民法711条は、不法行為による生命侵害があった場合、被害者の父母、配偶者および子は、加害者に対して固有の損害賠償請求権を取得することを定めています。これを「近親者固有の慰謝料請求権」と呼んでいます。

民法711条の慰謝料請求権は、不法行為の被害者から相続するものではなく、近親者に固有の慰謝料請求権です。民法711条により、近親者には、立証責任の軽減が図られています。

この民法711条は、慰謝料請求権者を父母・配偶者・子としていますが、これは例示であり、父母・配偶者・子に実質的に同視できる身分関係の者であれば、同条による慰謝料請求が可能であると解されています。

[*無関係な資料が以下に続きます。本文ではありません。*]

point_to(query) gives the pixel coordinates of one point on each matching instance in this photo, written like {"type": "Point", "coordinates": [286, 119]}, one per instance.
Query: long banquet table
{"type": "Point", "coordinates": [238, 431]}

民法711条は、生命侵害の不法行為に限定しています。生命侵害に匹敵するほどの身体侵害であっても、民法711条による近親者固有の慰謝料請求は認められません。ただし、民法709条・710条に基づく請求は可能です。

民法と資格試験

民法は、私法の基本法です。我々の生活に最も身近な法律です。

そのため、例えば、司法試験(本試験)、司法試験予備試験、司法書士試験、行政書士試験、宅建試験、マンション管理士試験・・・など、実に多くの資格試験の試験科目になっています。

これら法律系資格の合格を目指すなら、民法を攻略することは必須条件です。

とは言え、民法は範囲も膨大です。メリハリを付けないと、いくら時間があっても合格にはたどり着けません。効率的に試験対策をするには、予備校や通信講座などを利用するのもひとつの方法でしょう。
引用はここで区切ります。